Durante quase um quarto de século, separar a Companhia Siderúrgica Nacional de Benjamin Steinbruch foi um exercício quase abstrato. Desde 30 de abril de 2002, era ele quem ocupava a cadeira de presidente executivo de um grupo que, sob seu comando, avançou muito além do aço e construiu posições relevantes em mineração, cimento, ferrovias, portos e energia. A partir desta quinta-feira, 3, essa configuração muda. Steinbruch deixa a presidência executiva da CSN e assume a presidência do Conselho de Administração. Para sua cadeira vai Fabio Schvartsman, ex-presidente da Vale e um dos executivos mais conhecidos do capitalismo brasileiro.
A mudança anunciada nesta quarta-feira, 2, está longe de representar uma saída de Steinbruch da CSN. Ao contrário: ele retorna justamente ao posto de presidente do conselho que exerceu entre 1995 e 2023 e preserva a posição central na definição dos rumos do grupo. O que muda é a divisão de poder. Pela primeira vez em 24 anos, a administração cotidiana da companhia será entregue a outro executivo. Em uma empresa tão identificada com a figura de seu controlador, a escolha de um profissional com a trajetória de Schvartsman é, por si só, uma mudança relevante de arquitetura de comando.
Schvartsman encontrará uma CSN em plena transformação. Pressionada a reduzir sua alavancagem e simplificar o portfólio, a companhia colocou em marcha neste ano um dos maiores programas de desinvestimento de sua história. O plano anunciado ao mercado prevê levantar entre 15 bilhões e 18 bilhões de reais com a venda de ativos. Só uma participação no braço de infraestrutura, que reúne negócios logísticos do grupo, pode colocar entre 5 bilhões e 8 bilhões de reais no caixa. A CSN Cimentos também entrou na lista de ativos que podem ser negociados. Mais do que tocar as operações, portanto, o novo presidente assume em meio a uma tentativa de redesenhar o tamanho, o balanço e as fronteiras do conglomerado construído por Steinbruch.

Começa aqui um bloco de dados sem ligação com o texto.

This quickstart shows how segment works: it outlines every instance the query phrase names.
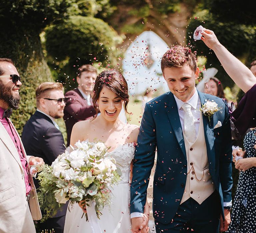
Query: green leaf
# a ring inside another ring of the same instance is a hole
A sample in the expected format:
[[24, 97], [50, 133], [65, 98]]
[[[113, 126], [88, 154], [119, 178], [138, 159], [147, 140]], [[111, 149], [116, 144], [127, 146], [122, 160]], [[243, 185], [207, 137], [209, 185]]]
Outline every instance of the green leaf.
[[97, 194], [98, 188], [95, 184], [93, 184], [86, 190], [86, 194], [89, 194], [90, 196], [94, 196]]
[[86, 179], [85, 179], [82, 182], [83, 185], [85, 188], [87, 188], [92, 183], [94, 179], [94, 178], [93, 178], [92, 177], [87, 177]]

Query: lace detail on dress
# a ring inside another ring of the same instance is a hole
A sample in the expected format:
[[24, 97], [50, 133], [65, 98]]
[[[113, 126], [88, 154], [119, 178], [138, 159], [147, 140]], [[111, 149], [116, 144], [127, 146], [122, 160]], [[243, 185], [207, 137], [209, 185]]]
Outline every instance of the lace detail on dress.
[[120, 183], [129, 182], [130, 164], [133, 158], [135, 150], [133, 143], [126, 143], [118, 146], [113, 151], [108, 152], [108, 155], [116, 160], [116, 166], [121, 170]]

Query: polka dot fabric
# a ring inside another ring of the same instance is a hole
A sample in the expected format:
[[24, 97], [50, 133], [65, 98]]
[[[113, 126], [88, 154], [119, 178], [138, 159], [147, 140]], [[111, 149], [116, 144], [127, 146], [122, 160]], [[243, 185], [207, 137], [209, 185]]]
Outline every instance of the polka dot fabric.
[[[248, 133], [244, 140], [247, 158], [256, 157], [254, 145], [256, 129]], [[232, 207], [228, 230], [230, 233], [256, 232], [256, 167], [241, 171]]]

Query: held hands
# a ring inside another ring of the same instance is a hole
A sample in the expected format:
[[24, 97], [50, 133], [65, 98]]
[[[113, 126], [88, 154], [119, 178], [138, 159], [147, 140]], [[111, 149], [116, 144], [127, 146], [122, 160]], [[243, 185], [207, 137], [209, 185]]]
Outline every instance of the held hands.
[[78, 205], [79, 207], [82, 209], [83, 212], [85, 214], [86, 214], [87, 213], [86, 210], [86, 204], [85, 201], [82, 200], [78, 203]]
[[235, 163], [235, 167], [239, 171], [245, 171], [255, 166], [255, 157], [245, 158], [239, 159]]
[[40, 171], [41, 166], [44, 164], [44, 160], [42, 158], [34, 156], [29, 157], [28, 162], [31, 166], [30, 174], [32, 176], [35, 176], [36, 173]]
[[220, 215], [220, 231], [226, 231], [230, 223], [230, 211], [226, 209], [224, 209], [224, 218], [223, 220], [222, 215]]
[[149, 230], [148, 218], [144, 214], [143, 217], [132, 218], [132, 233], [147, 233]]
[[204, 29], [201, 33], [202, 35], [201, 40], [211, 49], [214, 51], [217, 46], [220, 45], [213, 31]]
[[243, 151], [240, 149], [234, 149], [232, 152], [232, 155], [233, 157], [233, 161], [235, 163], [237, 159], [236, 160], [236, 157], [237, 156], [241, 156], [243, 158], [245, 154], [245, 151]]

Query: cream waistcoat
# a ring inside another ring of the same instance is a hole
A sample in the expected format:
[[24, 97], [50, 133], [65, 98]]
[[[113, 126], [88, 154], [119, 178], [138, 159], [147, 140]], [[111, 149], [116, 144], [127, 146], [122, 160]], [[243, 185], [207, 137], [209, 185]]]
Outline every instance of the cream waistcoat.
[[[201, 204], [212, 194], [215, 190], [209, 172], [209, 164], [204, 137], [204, 125], [202, 114], [198, 133], [195, 141], [189, 142], [183, 136], [187, 161], [187, 179], [184, 193], [180, 204], [192, 197]], [[194, 172], [192, 166], [194, 167]], [[198, 181], [197, 179], [201, 180]]]

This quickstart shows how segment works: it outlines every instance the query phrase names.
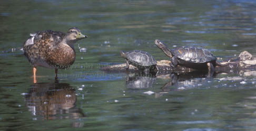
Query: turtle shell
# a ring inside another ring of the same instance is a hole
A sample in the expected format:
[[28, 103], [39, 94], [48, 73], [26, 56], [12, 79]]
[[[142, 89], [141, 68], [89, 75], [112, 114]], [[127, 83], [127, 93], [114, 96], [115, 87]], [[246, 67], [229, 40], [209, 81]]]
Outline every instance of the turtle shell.
[[174, 56], [193, 63], [215, 61], [216, 57], [208, 50], [200, 47], [183, 46], [171, 50]]
[[126, 59], [130, 62], [138, 65], [148, 67], [156, 64], [156, 61], [147, 52], [141, 50], [133, 50], [125, 53]]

O currículo escolhido para essa tarefa não é trivial. Antes de chegar à Vale, Schvartsman passou 22 anos pelo Grupo Ultra, onde chegou ao posto de diretor financeiro, comandou a Telemar Participações e a companhia de petróleo e gás San Antonio Internacional e, durante seis anos, presidiu a Klabin. Quando foi escolhido para comandar a Vale, em 2017, seu nome representava justamente a aposta em um gestor profissional com longa experiência financeira e operacional. Agora, aos 72 anos, volta a assumir a presidência de uma das maiores empresas abertas do país.
A volta à linha de frente empresarial ocorre sete anos depois de sua saída da Vale, na esteira do rompimento da barragem de Brumadinho, em janeiro de 2019. Em abril deste ano, a Sexta Turma do Superior Tribunal de Justiça determinou a reabertura das ações penais contra Schvartsman relacionadas à tragédia, que matou 270 pessoas. O executivo é acusado pelo Ministério Público Federal de homicídio qualificado e crimes ambientais. A decisão do STJ permitiu o prosseguimento dos processos e não representa condenação.

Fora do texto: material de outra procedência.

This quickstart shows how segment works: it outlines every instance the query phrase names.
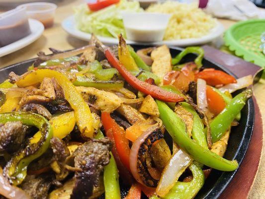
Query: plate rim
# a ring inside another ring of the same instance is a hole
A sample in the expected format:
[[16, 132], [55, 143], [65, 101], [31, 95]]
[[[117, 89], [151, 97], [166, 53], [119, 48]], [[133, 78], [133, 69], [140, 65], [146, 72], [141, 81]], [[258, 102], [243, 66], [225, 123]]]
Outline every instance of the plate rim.
[[[154, 45], [149, 45], [149, 44], [133, 44], [132, 47], [148, 47], [154, 46]], [[183, 50], [182, 48], [175, 47], [175, 46], [169, 46], [170, 49], [173, 50]], [[36, 58], [32, 58], [29, 60], [23, 61], [20, 62], [18, 62], [16, 64], [13, 64], [3, 68], [0, 69], [0, 74], [4, 74], [5, 73], [3, 72], [5, 70], [10, 70], [13, 68], [16, 69], [18, 69], [19, 66], [22, 64], [25, 64], [30, 62], [32, 62], [35, 60]], [[230, 71], [228, 69], [227, 69], [225, 67], [223, 66], [221, 64], [218, 64], [215, 61], [214, 61], [210, 59], [204, 58], [203, 59], [208, 62], [210, 62], [211, 63], [215, 65], [215, 67], [221, 69], [221, 70], [224, 71], [225, 72], [234, 76], [235, 78], [237, 78], [237, 76], [235, 75], [233, 73]], [[20, 71], [19, 69], [18, 69]], [[241, 163], [242, 163], [243, 160], [245, 158], [245, 155], [247, 153], [247, 151], [249, 148], [249, 144], [252, 139], [252, 134], [253, 132], [253, 129], [254, 127], [254, 122], [255, 120], [255, 111], [254, 109], [254, 103], [252, 98], [248, 100], [248, 109], [247, 109], [247, 121], [246, 125], [244, 128], [244, 136], [242, 137], [240, 141], [240, 143], [239, 147], [236, 149], [236, 152], [235, 155], [233, 156], [233, 159], [237, 159], [237, 158], [238, 158], [238, 156], [241, 157], [239, 161], [238, 160], [239, 163], [238, 168], [235, 171], [232, 172], [222, 172], [218, 170], [213, 169], [212, 173], [213, 172], [217, 172], [219, 173], [219, 177], [218, 179], [215, 182], [215, 183], [213, 186], [213, 188], [211, 190], [209, 190], [205, 194], [200, 195], [200, 192], [199, 192], [198, 194], [195, 196], [194, 199], [197, 199], [197, 197], [200, 197], [199, 198], [202, 198], [203, 199], [217, 199], [219, 197], [221, 196], [222, 193], [224, 191], [225, 189], [227, 187], [229, 183], [231, 182], [232, 179], [234, 178], [236, 173], [239, 170], [239, 168], [241, 166]], [[221, 178], [223, 179], [222, 180]]]
[[37, 20], [29, 18], [28, 23], [31, 32], [20, 39], [0, 48], [0, 57], [20, 50], [34, 42], [40, 37], [44, 31], [44, 26]]
[[[182, 39], [175, 40], [165, 40], [159, 42], [154, 43], [139, 43], [129, 40], [126, 40], [128, 44], [143, 44], [143, 45], [168, 45], [169, 46], [185, 46], [203, 44], [210, 42], [221, 35], [224, 32], [224, 27], [223, 24], [217, 21], [217, 25], [212, 28], [211, 31], [206, 35], [198, 38]], [[68, 16], [65, 18], [61, 23], [61, 26], [64, 30], [74, 37], [80, 39], [89, 41], [91, 37], [91, 34], [83, 32], [76, 28], [76, 23], [75, 20], [75, 15]], [[96, 36], [102, 42], [106, 44], [117, 44], [118, 39], [114, 38], [106, 37], [102, 36]]]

A escolha produz, assim, uma combinação pouco usual. De um lado está um empresário que construiu a CSN moderna em torno de sua própria liderança e que, depois de 24 anos, decide abandonar o comando operacional sem abrir mão do controle estratégico. Do outro, um executivo profissional que passou anos longe da presidência de grandes companhias e retorna justamente quando a siderúrgica precisa executar uma transformação delicada, desfazer investimentos, fortalecer o balanço e decidir quais negócios continuarão fazendo parte de seu império.
Steinbruch continuará no andar de cima. Mas, a partir desta quinta-feira, será Schvartsman quem terá de descer todos os dias à sala de máquinas. Depois de 24 anos, a CSN continuará tendo Benjamin Steinbruch como seu principal dono e estrategista. Pela primeira vez neste século, porém, terá outro homem no volante.